[llvm] [X86] Remove X86ISD::VSHLDV/VSHRDV and use ISD::FSHL/FSHR opcodes directly (PR #157616)

Tue Sep 23 04:23:31 PDT 2025

================
@@ -12298,72 +12298,76 @@ defm : vpclmulqdq_aliases<"VPCLMULQDQZ256", VR256X, i256mem>;
 // VBMI2
 //===----------------------------------------------------------------------===//
 
-multiclass VBMI2_shift_var_rm<bits<8> Op, string OpStr, SDNode OpNode,
+multiclass VBMI2_shift_var_rm<bits<8> Op, string OpStr, SDNode OpNode, bit SwapLR,
                               X86FoldableSchedWrite sched, X86VectorVTInfo VTI> {
   let Constraints = "$src1 = $dst",
----------------
TianYe717 wrote:

Hi @RKSimon,

I've double-checked the TableGen multiclass and the generated backend code. The `$src1 = $dst` constraint is correct for these AVX512 3-src instructions—the hardware  always expects the first source and the destination to be tied  together, regardless of operand swapping at the IR level (e.g., when  SwapLR is  set).
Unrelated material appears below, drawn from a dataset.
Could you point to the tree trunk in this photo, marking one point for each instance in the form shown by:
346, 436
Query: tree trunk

When we swap operands logically (with SwapLR), we just make sure that the correct IR operand is mapped to `$src1` in the pattern, so the constraint always applies to the right pair. The constraint itself doesn't need to change.

I've also looked at the file generated by tablegen.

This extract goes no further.